Have Knife - Will Travel

Welcome to travelingmohel.com! If you are expecting a boy, or if your son has just been born, and you live in an area without a local mohel (or the local mohel is unavailable, or you are exploring other options), travelingmohel.com is the address for you.

I come highly recommended by happy parents, rabbis and physicians, and have developed the traveling for a bris down to a science so that you have the best experience possible from a traveling mohel, your baby is given the attention he needs and deserves, and we remain in constant contact until your baby is completely healed from his bris (circumcision).

I currently live in South Florida, making me an ideal candidate to fly anywhere in the Caribbean or the United States. I am open to flying just about anywhere in the world!

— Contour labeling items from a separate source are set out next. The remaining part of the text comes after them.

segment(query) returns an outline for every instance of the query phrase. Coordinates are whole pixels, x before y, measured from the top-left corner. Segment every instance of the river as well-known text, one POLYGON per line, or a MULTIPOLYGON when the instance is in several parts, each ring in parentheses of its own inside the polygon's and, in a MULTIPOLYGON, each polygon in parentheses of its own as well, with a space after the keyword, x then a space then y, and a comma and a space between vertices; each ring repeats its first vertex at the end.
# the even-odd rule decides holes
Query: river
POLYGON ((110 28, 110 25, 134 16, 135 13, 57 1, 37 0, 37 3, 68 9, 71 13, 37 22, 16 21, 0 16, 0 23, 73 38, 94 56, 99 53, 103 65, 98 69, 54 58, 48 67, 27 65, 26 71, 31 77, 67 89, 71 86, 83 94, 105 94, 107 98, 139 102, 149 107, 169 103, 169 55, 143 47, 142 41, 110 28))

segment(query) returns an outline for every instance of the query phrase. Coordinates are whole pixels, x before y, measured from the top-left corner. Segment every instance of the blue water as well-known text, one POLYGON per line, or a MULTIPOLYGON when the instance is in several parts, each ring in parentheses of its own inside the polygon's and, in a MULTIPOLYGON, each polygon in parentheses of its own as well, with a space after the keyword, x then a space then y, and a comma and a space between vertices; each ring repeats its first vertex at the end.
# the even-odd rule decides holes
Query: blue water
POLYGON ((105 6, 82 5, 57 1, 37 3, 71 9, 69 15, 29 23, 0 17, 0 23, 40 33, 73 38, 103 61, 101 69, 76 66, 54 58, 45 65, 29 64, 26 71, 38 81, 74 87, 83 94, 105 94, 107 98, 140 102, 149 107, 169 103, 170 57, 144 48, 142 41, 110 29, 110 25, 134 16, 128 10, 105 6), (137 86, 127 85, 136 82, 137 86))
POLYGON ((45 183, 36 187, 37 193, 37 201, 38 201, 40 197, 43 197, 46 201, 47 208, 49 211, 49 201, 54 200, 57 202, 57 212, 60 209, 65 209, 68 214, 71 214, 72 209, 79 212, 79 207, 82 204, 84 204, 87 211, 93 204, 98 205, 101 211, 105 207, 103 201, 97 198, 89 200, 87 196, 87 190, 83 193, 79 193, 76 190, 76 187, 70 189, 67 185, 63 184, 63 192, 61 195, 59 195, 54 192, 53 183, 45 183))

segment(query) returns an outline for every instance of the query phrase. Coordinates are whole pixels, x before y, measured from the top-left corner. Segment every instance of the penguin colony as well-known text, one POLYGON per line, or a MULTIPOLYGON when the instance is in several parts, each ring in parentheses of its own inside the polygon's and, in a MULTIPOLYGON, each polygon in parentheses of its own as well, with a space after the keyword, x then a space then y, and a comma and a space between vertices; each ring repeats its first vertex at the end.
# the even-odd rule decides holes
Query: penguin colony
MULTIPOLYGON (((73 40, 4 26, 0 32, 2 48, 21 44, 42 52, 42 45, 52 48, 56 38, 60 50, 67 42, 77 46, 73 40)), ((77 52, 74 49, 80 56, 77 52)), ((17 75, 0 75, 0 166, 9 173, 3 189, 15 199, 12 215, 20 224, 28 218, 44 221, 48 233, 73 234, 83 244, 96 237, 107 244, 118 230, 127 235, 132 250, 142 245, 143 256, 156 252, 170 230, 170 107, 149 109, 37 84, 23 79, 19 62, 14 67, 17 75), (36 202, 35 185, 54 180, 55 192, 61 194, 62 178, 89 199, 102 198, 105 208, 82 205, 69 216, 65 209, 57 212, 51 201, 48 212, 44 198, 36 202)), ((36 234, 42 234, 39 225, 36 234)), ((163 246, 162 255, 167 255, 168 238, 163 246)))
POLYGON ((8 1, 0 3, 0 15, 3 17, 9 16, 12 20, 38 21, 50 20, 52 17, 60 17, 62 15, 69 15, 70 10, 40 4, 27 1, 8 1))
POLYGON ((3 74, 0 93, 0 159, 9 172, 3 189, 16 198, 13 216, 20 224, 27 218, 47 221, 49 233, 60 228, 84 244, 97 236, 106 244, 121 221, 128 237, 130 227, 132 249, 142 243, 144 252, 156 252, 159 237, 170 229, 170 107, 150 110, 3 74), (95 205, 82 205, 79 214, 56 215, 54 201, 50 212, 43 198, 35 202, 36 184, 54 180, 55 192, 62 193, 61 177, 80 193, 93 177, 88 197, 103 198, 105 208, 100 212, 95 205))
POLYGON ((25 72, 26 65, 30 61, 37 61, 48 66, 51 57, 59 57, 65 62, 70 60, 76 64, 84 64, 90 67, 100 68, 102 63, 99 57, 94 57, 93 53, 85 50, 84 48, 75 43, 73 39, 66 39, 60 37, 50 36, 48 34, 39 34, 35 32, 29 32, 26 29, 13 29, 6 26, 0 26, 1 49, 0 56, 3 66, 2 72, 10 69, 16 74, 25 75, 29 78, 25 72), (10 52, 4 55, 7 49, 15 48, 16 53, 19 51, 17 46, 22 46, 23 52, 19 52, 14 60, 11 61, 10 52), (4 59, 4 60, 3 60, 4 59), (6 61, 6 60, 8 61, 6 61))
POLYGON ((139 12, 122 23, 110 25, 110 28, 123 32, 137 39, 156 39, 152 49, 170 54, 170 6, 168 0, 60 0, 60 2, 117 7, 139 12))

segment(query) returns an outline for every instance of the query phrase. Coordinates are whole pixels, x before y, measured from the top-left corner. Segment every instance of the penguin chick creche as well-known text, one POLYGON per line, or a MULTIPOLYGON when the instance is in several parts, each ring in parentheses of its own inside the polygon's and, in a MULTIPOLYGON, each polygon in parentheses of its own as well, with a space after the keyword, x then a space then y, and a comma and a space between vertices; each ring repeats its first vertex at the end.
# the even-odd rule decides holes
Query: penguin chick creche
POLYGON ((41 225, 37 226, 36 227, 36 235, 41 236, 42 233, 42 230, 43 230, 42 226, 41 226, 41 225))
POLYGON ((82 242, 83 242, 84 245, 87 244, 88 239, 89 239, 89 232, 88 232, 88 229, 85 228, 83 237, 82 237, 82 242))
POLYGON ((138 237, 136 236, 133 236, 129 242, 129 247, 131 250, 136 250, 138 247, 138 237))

For more information about me and my thoughts on bris milah/ brit milah/ berit milah, please see my regular blog at http://www.mohelinsouthflorida.com/

Click here to read the inaugural thoughts of this website/blog. This posting is the important first step in understanding what I offer and how my mohel services will best fit your needs.

Monday

Traveling Method WORKS - May Even Be Safer

Sometimes, Jewish newspapers have a bad habit of being critical of Jewish practices. Sometimes the criticism is out of line and unsubstantive, and is particularly meant to make religion and observance look bad. Sometimes the critique is in order, and certain practices need to be changed or modified for the criticism to be removed.

In the case of the article presented here from the Jerusalem Post, they are not saying circumcision is bad, or that circumcision done by a mohel is unsafe. They are saying that when the bandage is on the baby for a long period of time (over 24 hours), chances of a urinary tract infection increases manifold.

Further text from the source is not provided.